P: Porque é que o Bitcoin não valorizou em conjunto com o ouro como refúgio seguro?

A lógica de formação de preço do Bitcoin assemelha-se mais à dos ativos de risco sensíveis à liquidez do que à dos refúgios tradicionais. Em situações de pânico no mercado, a negociação permanente e a elevada liquidez do Bitcoin tornam-no um instrumento privilegiado para os investidores obterem liquidez de forma rápida.

P: A narrativa do "ouro digital" ainda se mantém?

Os dados de mercado de 2026 mostram que Bitcoin e ouro apresentam desempenhos muito distintos em cenários de refúgio seguro. O ouro mantém-se um ativo de refúgio estável e testado pelo tempo, enquanto o Bitcoin é um ativo digital de risco altamente volátil — as diferenças são fundamentais na lógica e nos atributos de capital.

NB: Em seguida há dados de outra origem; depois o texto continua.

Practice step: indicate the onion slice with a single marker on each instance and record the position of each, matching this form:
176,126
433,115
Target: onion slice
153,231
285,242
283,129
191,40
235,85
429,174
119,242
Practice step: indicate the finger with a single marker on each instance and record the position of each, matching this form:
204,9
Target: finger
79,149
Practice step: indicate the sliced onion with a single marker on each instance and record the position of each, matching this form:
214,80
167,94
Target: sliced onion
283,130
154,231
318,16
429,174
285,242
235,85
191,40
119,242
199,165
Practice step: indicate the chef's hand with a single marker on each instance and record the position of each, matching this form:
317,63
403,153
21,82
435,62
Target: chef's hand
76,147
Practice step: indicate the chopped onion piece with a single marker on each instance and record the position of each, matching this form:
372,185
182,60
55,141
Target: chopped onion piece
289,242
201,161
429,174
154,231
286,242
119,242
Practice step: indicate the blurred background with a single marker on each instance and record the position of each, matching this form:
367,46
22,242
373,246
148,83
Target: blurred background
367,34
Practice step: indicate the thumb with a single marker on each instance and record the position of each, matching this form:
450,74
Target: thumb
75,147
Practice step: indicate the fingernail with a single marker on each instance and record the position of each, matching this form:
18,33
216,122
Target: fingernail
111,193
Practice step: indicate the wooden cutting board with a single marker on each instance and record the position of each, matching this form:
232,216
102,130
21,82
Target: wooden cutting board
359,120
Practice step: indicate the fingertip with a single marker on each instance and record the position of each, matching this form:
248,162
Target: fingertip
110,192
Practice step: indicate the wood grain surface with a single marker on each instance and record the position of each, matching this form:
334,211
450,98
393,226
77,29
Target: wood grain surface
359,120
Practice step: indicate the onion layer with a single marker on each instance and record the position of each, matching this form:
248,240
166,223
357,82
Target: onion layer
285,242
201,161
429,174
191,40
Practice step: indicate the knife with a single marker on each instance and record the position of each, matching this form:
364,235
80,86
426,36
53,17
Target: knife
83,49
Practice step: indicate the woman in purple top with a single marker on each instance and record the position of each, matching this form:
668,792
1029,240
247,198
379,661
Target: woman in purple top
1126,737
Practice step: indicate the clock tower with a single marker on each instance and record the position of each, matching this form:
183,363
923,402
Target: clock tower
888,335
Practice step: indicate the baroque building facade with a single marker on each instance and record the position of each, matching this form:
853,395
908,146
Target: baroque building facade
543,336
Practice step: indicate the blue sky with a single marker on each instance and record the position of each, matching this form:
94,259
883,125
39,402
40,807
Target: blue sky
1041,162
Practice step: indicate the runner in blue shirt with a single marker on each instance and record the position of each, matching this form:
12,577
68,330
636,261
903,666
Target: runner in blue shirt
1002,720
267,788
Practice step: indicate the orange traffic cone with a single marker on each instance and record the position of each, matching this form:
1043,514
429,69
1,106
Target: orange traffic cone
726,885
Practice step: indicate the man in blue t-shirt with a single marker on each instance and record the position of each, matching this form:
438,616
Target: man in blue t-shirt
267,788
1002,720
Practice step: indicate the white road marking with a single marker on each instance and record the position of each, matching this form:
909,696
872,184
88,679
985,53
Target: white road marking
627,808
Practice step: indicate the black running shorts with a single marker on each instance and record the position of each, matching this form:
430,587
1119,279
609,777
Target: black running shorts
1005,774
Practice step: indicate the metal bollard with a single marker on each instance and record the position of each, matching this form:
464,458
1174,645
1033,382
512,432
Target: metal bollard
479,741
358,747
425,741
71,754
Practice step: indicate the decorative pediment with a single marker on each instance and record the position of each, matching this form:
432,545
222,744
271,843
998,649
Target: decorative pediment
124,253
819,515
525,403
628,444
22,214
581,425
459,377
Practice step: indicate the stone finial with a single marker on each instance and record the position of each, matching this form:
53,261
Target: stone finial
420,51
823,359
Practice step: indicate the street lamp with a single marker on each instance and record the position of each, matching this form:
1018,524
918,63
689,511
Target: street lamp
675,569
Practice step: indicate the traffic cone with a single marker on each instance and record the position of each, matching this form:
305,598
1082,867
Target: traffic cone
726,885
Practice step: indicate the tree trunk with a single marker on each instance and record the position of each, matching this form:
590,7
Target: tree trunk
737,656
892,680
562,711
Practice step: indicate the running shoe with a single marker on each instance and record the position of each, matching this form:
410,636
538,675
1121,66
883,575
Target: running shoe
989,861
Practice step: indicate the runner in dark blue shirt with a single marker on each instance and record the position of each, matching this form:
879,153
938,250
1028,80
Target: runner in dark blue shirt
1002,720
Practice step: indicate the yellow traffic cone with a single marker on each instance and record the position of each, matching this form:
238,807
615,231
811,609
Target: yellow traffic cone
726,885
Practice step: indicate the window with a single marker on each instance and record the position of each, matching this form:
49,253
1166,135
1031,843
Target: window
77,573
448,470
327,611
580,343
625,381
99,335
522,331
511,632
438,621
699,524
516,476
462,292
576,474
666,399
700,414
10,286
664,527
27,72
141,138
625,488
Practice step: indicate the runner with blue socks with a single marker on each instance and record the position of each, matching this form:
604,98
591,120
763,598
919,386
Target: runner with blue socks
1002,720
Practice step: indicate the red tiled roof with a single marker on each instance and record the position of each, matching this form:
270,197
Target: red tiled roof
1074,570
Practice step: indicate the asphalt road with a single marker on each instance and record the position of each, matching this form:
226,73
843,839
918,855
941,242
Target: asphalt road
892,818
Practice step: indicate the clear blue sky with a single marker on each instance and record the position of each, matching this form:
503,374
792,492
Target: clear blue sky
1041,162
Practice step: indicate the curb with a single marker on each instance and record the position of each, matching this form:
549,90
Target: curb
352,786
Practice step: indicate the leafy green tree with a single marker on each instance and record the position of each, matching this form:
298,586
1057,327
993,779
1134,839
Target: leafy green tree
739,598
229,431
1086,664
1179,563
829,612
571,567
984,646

P: Como evoluiu a correlação entre ouro e Bitcoin em 2026?

Durante a maior parte de 2026, os dois ativos desacoplaram significativamente, com a correlação a atingir mínimos de -0,88. No segundo trimestre, a correlação recuperou à medida que ambos foram pressionados por vendas, refletindo o impacto comum da restrição de liquidez sobre ativos sem rendimento.

P: Como estão os fundos institucionais alocados entre ouro e Bitcoin?

No caso do ouro, a compra contínua dos bancos centrais é o principal suporte. No Bitcoin, a participação institucional está a passar de "exploração cautelosa" para "alocação central", mas acompanhada de risco de volatilidade muito superior a curto prazo. Os dois ativos diferem significativamente em atributos de capital e perfis de volatilidade.